Rob Wrigley from Classic Horror.com stated in his review on the film, "If anything makes it tolerable, it is that it is presented as comedy rather than tragedy. Unfortunately, it falls flat far more than it amuses. One could complain about the misogyny of it all. Or its willingness to offend everyone possible. Or even the vibrant, sardonic performances of the principals. But that is giving the film more credit than it deserves". Wrigley also criticized the film's acting.

Scott Weinberg from eFilmCritic.com panned the film stating in his review, "When people use the term 'bottom of the barrel', they often forget about the UNDERSIDE of the barrel, which is where poorly-made dreck like this belongs. It offers absolutely NOTHING in the way of entertainment, and I think you're a cruel little nutcase if you talk someone else into seeing it," also calling it "The nastiest, filthiest and just about WORST thing you will EVER SEE".

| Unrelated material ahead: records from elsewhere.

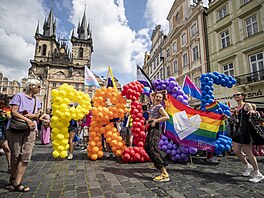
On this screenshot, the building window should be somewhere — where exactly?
[173,60,178,73]
[41,44,47,56]
[223,63,234,77]
[175,12,180,21]
[167,66,170,77]
[166,48,170,58]
[78,47,83,58]
[194,76,201,88]
[249,52,264,73]
[245,15,258,37]
[182,33,187,46]
[172,42,177,53]
[182,53,188,67]
[220,30,230,48]
[191,23,197,36]
[243,0,250,4]
[218,6,227,19]
[192,46,199,61]
[160,69,163,79]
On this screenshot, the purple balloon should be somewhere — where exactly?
[159,140,164,146]
[160,84,167,90]
[175,154,181,160]
[182,99,188,105]
[169,76,176,81]
[166,86,171,93]
[171,149,177,156]
[177,148,182,154]
[171,87,179,94]
[161,145,167,151]
[171,94,178,99]
[167,143,172,149]
[166,149,171,155]
[169,81,176,88]
[177,95,183,102]
[180,146,188,153]
[189,147,198,154]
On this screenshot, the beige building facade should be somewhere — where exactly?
[207,0,264,108]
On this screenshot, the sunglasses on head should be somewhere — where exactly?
[233,94,242,97]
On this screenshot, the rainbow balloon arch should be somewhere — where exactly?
[50,72,236,163]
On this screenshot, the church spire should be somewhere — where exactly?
[43,7,56,37]
[77,6,89,40]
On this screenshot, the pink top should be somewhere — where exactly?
[82,111,92,127]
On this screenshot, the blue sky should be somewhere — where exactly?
[0,0,206,85]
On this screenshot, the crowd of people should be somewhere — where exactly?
[0,79,264,192]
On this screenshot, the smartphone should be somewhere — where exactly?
[21,110,28,115]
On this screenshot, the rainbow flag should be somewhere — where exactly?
[204,100,219,111]
[165,95,223,152]
[182,76,201,99]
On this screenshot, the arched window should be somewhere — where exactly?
[41,44,47,56]
[79,47,83,58]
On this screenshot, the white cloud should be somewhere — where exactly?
[0,0,178,84]
[0,0,45,80]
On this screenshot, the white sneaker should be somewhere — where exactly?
[249,173,264,183]
[243,165,254,177]
[67,153,73,160]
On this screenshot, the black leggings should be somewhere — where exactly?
[145,124,168,169]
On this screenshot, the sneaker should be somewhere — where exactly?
[67,153,73,160]
[153,174,170,182]
[243,165,254,177]
[249,173,264,183]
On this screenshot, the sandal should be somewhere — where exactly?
[6,177,16,189]
[13,183,30,192]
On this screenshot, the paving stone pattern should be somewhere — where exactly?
[0,140,264,198]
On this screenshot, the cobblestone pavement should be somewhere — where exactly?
[0,141,264,198]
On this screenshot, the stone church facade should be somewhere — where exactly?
[28,9,120,110]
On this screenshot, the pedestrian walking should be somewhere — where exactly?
[7,79,41,192]
[232,92,264,183]
[145,91,170,182]
[39,108,50,145]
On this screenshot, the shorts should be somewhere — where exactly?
[83,126,89,137]
[8,129,37,163]
[68,127,79,133]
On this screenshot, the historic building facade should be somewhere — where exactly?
[207,0,264,108]
[144,0,208,105]
[28,9,121,109]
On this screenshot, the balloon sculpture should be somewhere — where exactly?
[122,81,150,162]
[200,72,236,155]
[87,87,127,160]
[50,84,92,158]
[153,77,188,105]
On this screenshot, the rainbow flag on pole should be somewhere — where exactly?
[182,76,201,99]
[165,95,223,152]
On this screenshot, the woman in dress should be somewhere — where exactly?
[145,91,170,182]
[39,108,50,145]
[232,92,264,183]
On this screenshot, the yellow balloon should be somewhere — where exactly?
[60,151,67,158]
[61,139,68,146]
[52,151,60,157]
[51,116,59,122]
[59,103,68,111]
[61,127,68,134]
[56,134,64,140]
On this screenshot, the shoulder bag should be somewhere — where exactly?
[9,97,36,133]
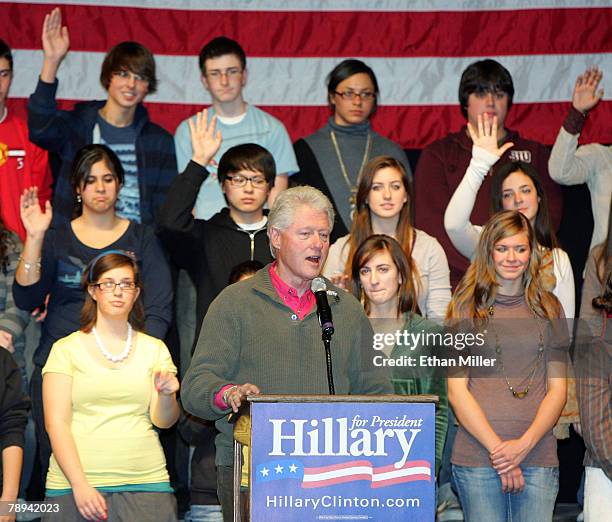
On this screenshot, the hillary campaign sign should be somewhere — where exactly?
[250,396,435,522]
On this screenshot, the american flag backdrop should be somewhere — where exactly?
[0,0,612,149]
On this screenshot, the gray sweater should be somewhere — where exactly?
[181,265,392,466]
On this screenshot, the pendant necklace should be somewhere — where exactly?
[91,323,132,363]
[329,131,372,214]
[489,305,544,399]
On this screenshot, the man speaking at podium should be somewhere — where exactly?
[181,187,392,521]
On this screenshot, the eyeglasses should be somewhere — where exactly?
[113,69,149,83]
[206,67,242,80]
[91,281,136,293]
[225,174,268,189]
[334,91,376,101]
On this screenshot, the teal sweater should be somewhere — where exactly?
[391,313,448,475]
[181,265,392,466]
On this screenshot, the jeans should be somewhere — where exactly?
[217,466,234,522]
[584,466,612,522]
[453,464,559,522]
[184,504,223,522]
[30,366,51,484]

The Encyclopedia of Horror says "the film is deliberately tacky and tongue-in-cheek (but distasteful enough nonetheless), in the spirit of Herschell Gordon Lewis." The book reports the film was the subject of a campaign by Women Against Pornography.

===Home media===
Troma Entertainment released the film on DVD in 1998, and in a special edition Blu-ray on August 21, 2014.

== In popular culture ==
In the intro to De La Soul's debut album, 3 Feet High and Rising, Plug One cites Blood Sucking Freaks as his "favorite drama movie". Producer Prince Paul sampled Ralphus's line "open your mouth, I’m going to put something nice into it" for the track Open Your Mouth (Hypothalamus) from his debut album Psychoanalysis: What Is It?.

Professional wrestler Chris Jericho borrowed the assistant's name for his own use, naming his bodyguard Ralphus during his time in World Championship Wrestling (WCW).

==Legacy==
Joe Bob Briggs opened his second season of The Last Drive-In on Shudder with Chopping Mall and Blood Sucking Freaks.

==Sources==
- Kaufman, Lloyd (2012). "Produce Your Own Damn Movie!"
- Milne, Tom (1986). "Encyclopedia of Horror"
- Stine, Scott Aaron (2015). "The Gorehound's Guide to Splatter Films of the 1960s and 1970s"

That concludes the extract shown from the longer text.